2019-11-04 10:29:42

by Zhangshaokun

[permalink] [raw]
Subject: [PATCH v2] lib: optimize cpumask_local_spread()

From: yuqi jin <[email protected]>

In the multi-processor and NUMA system, I/O device may have many numa
nodes belonging to multiple cpus. When we get a local numa, it is
better to find the node closest to the local numa node, instead
of choosing any online cpu immediately.

For the current code, it only considers the local NUMA node and it
doesn't compute the distances between different NUMA nodes for the
non-local NUMA nodes. Let's optimize it and find the nearest node
through NUMA distance.

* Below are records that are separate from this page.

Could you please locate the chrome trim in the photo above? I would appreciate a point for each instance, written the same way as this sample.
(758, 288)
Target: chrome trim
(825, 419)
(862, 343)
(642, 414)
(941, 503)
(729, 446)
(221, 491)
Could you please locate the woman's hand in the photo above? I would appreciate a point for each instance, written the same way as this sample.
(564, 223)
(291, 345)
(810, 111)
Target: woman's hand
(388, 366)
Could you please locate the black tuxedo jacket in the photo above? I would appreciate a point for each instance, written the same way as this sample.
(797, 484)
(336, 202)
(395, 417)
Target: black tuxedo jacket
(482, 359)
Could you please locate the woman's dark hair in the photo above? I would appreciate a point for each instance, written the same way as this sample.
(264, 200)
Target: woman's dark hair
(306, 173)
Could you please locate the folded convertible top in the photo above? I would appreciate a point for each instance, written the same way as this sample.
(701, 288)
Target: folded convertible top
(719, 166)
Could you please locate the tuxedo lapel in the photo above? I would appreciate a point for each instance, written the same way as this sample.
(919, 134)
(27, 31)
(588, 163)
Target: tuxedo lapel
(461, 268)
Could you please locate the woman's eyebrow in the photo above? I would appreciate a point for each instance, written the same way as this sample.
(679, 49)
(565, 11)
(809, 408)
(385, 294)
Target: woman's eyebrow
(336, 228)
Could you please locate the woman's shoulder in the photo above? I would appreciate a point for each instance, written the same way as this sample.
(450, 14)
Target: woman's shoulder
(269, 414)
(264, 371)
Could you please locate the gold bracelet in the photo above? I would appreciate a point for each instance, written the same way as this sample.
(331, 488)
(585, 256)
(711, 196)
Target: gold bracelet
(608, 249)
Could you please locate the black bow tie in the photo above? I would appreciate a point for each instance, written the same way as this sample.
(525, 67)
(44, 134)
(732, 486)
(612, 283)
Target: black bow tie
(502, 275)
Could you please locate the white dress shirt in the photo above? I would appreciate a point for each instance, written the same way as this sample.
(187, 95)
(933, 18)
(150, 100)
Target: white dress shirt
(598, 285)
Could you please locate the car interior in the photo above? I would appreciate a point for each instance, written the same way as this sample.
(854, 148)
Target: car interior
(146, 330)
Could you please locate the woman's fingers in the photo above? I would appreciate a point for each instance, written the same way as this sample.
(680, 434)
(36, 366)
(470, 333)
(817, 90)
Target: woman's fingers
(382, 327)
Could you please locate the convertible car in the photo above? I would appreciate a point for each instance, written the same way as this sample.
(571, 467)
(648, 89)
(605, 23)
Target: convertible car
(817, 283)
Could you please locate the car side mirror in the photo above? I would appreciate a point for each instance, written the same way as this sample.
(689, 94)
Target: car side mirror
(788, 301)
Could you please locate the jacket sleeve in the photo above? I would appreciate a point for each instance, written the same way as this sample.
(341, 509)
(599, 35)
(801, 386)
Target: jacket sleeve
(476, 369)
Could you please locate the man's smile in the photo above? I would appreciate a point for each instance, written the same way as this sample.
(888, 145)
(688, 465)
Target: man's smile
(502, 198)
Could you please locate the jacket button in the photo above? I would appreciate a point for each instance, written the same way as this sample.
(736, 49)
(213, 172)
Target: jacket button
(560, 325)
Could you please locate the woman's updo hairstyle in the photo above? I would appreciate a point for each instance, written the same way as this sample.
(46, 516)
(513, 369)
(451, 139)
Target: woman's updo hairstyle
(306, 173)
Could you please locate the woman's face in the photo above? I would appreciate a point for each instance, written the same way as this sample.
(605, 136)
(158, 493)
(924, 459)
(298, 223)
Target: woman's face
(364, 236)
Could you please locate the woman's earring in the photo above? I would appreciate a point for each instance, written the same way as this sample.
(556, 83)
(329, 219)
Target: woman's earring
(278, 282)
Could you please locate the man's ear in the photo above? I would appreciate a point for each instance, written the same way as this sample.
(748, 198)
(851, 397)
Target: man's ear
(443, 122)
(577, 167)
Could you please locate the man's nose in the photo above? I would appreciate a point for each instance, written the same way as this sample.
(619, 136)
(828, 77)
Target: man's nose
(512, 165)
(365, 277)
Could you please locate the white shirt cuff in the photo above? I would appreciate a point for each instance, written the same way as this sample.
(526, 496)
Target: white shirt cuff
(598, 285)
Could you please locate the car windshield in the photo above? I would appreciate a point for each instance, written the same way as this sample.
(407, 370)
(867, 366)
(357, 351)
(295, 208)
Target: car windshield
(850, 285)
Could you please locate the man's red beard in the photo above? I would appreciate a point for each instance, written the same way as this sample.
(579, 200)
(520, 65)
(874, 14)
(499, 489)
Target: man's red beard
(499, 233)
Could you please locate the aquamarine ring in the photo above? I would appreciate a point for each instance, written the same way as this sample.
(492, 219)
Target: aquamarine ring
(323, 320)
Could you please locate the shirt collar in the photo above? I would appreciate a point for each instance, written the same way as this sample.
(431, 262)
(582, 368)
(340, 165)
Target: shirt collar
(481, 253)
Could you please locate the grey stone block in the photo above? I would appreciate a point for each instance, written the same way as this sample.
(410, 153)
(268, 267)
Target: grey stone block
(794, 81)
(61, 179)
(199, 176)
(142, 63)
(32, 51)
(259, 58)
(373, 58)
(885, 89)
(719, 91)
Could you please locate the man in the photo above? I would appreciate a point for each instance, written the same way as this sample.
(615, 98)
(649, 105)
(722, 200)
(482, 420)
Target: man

The performance will be better if it return
the nearest node than the random node.

When Parameter Server workload is tested using NIC device on Huawei
Kunpeng 920 SoC:
Without the patch, the performance is 22W QPS;
Added this patch, the performance become better and it is 26W QPS.

Cc: Andrew Morton <[email protected]>
Cc: Mike Rapoport <[email protected]>
Cc: Paul Burton <[email protected]>
Cc: Michal Hocko <[email protected]>
Cc: Michael Ellerman <[email protected]>
Cc: Anshuman Khandual <[email protected]>
Signed-off-by: yuqi jin <[email protected]>
Signed-off-by: Shaokun Zhang <[email protected]>
---
lib/cpumask.c | 93 +++++++++++++++++++++++++++++++++++++++++++++++++++--------
1 file changed, 81 insertions(+), 12 deletions(-)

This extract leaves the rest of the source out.